We have the minimal polynomial is $X^3(X^2-1)$. Over $\Bbb C$, the exponent of the irreducible factor $(x-a)$ in the minimal polynomial gives the size of the largest Jodan block. Thus we have a $3\times 3$ Jordan block corresponding to the eigenvalue $0$. The only possibility is the middle one: $$A=\left( \begin{array}{ccccc} 0 & 1 & 0 & 0 & 0 \\ 0 & 0 & 1 & 0 & 0 \\ 0 & 0 & 0 & 0 & 0 \\ 0 & 0 & 0 & -1 & 0 \\ 0 & 0 & 0 & 0 & 1 \\ \end{array} \right).$$

To see this, note that the other two cases you gave have smaller minimal polynomials.

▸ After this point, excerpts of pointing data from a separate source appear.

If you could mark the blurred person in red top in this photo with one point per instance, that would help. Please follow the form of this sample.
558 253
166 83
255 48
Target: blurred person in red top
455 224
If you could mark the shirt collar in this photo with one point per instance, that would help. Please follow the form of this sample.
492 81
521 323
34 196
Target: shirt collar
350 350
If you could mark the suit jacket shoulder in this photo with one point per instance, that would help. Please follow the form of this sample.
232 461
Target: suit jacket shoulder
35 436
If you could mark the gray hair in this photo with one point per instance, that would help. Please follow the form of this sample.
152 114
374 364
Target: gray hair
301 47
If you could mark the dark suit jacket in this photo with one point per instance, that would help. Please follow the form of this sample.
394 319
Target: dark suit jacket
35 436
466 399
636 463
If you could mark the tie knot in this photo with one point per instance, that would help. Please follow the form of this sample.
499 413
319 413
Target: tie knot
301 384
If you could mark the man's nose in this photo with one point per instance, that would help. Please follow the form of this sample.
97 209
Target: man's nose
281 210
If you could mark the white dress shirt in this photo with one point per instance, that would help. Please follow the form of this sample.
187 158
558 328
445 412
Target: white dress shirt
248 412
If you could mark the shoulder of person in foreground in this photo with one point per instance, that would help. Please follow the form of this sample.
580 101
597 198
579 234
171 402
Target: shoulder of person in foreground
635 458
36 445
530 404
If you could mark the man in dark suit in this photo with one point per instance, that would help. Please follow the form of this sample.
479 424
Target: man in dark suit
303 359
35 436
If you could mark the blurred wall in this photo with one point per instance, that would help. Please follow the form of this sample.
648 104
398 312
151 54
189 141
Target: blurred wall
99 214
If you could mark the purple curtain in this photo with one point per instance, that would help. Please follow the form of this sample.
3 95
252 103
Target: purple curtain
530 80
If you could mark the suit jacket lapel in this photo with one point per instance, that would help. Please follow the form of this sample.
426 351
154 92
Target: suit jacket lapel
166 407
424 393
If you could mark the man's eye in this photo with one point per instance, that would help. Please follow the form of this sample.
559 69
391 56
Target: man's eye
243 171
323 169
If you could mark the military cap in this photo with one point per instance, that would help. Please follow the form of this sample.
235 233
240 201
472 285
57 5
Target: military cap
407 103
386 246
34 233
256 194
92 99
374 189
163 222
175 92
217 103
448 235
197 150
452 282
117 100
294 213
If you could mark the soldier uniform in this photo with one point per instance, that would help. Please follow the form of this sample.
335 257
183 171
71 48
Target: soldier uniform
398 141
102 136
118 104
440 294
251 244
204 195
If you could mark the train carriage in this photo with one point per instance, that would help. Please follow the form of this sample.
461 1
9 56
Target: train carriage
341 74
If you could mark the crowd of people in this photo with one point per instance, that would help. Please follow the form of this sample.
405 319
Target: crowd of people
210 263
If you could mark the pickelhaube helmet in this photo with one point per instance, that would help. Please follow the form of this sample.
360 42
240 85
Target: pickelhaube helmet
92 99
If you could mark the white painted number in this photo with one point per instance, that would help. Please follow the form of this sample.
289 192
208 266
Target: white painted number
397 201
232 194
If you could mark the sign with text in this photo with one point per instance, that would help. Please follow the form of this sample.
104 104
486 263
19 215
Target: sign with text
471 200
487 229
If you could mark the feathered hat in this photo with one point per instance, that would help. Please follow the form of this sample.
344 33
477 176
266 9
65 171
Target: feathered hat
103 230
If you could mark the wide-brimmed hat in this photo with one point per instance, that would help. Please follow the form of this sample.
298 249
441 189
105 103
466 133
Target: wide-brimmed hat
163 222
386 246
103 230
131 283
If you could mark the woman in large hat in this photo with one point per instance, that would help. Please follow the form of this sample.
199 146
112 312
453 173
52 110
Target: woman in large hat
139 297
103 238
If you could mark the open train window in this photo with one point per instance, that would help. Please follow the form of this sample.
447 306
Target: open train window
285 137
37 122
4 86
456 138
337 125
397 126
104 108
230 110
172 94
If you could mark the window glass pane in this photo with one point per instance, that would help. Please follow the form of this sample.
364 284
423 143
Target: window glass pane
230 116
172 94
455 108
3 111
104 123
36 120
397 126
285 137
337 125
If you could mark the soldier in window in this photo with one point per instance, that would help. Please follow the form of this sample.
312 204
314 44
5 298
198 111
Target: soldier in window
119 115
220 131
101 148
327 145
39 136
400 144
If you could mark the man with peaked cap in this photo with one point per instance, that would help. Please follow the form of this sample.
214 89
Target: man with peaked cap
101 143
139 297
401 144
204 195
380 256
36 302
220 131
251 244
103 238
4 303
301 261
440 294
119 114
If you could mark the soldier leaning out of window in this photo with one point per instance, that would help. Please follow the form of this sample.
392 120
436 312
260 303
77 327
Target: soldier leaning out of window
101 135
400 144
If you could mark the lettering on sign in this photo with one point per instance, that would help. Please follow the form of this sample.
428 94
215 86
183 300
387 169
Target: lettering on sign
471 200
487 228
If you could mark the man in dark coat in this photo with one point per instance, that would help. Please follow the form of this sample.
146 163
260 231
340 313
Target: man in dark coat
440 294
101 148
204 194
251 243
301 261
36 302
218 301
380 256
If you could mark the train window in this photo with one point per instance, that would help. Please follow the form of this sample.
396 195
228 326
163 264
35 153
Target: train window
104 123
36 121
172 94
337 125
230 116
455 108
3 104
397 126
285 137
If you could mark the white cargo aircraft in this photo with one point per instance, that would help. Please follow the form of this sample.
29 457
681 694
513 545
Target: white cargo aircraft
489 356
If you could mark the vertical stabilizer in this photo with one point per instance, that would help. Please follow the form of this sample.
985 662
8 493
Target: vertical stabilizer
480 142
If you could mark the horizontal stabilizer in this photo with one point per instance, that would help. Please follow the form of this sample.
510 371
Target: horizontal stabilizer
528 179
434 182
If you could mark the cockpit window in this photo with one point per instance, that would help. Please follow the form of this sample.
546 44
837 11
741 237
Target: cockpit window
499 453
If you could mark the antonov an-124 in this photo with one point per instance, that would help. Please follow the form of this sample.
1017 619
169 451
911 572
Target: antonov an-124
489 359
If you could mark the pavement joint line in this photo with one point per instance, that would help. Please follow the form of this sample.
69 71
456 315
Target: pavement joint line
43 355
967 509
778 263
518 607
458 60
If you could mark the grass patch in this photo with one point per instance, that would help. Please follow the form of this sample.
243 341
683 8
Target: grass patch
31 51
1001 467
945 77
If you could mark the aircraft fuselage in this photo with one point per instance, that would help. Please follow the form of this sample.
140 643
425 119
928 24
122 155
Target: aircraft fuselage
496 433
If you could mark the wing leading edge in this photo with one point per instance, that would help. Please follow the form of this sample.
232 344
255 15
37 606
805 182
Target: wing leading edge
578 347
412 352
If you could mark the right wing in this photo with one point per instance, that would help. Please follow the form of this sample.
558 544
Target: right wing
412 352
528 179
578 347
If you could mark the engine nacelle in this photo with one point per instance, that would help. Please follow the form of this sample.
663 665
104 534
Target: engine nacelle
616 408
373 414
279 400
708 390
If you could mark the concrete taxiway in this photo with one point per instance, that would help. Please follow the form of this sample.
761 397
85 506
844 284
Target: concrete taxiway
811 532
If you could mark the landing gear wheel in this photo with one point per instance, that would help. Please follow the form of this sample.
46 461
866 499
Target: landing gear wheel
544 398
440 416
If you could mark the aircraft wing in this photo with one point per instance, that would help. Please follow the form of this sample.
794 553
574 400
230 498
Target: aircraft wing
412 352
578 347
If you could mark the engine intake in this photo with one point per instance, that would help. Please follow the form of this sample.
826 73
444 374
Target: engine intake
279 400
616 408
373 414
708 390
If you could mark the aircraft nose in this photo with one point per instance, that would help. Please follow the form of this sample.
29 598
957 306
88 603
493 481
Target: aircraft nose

For example, if $$A=\left( \begin{array}{ccccc} 0 & 1 & 0 & 0 & 0 \\ 0 & 0 & 0 & 0 & 0 \\ 0 & 0 & 0 & 0 & 0 \\ 0 & 0 & 0 & -1 & 0 \\ 0 & 0 & 0 & 0 & 1 \\ \end{array} \right),$$ then $A$ is annihilated by $X^2(X^2-1)$. If its not clear why, notice that an $n\times n$ matrix with all zeros and ones on the super diagonal is nilpotent with minimal polynomial $X^n$.

Answer 2

The minimal polynomial is $m_A(x) = x^3(x-1)(x+1)$ and the characteristic polynomial is the same up to sign change $\chi_A(x) = -x^3(x-1)(x+1)$. We can assume that $A$ is equal to its Jordan form, which is: $$A = \begin{bmatrix} 0 & 1 & 0 & 0 & 0 \\ 0 & 0 & 1 & 0 & 0 \\ 0 & 0 & 0 & 0 & 0 \\ 0 & 0 & 0 & 1 & 0 \\ 0 & 0 & 0 & 0 & -1 \\ \end{bmatrix}$$ We know that the $0$-block is of size $3 \times 3$ because $x^3$ is its power in $m_A$.

Squaring gives:

$$A^2 = \begin{bmatrix} 0 & 0 & 1 & 0 & 0 \\ 0 & 0 & 0 & 0 & 0 \\ 0 & 0 & 0 & 0 & 0 \\ 0 & 0 & 0 & 1 & 0 \\ 0 & 0 & 0 & 0 & 1 \\ \end{bmatrix}$$

Hence the characteristic polynomial is $\chi_{A^2}(x) = -x^3(x-2)^2$. The minimal polynomial can be seen to be $m_{A^2}(x) = x^2(x-1)$ because squaring the above matrix annihilates the $0$-block, and deducting $1$ annihilates the $1$-block.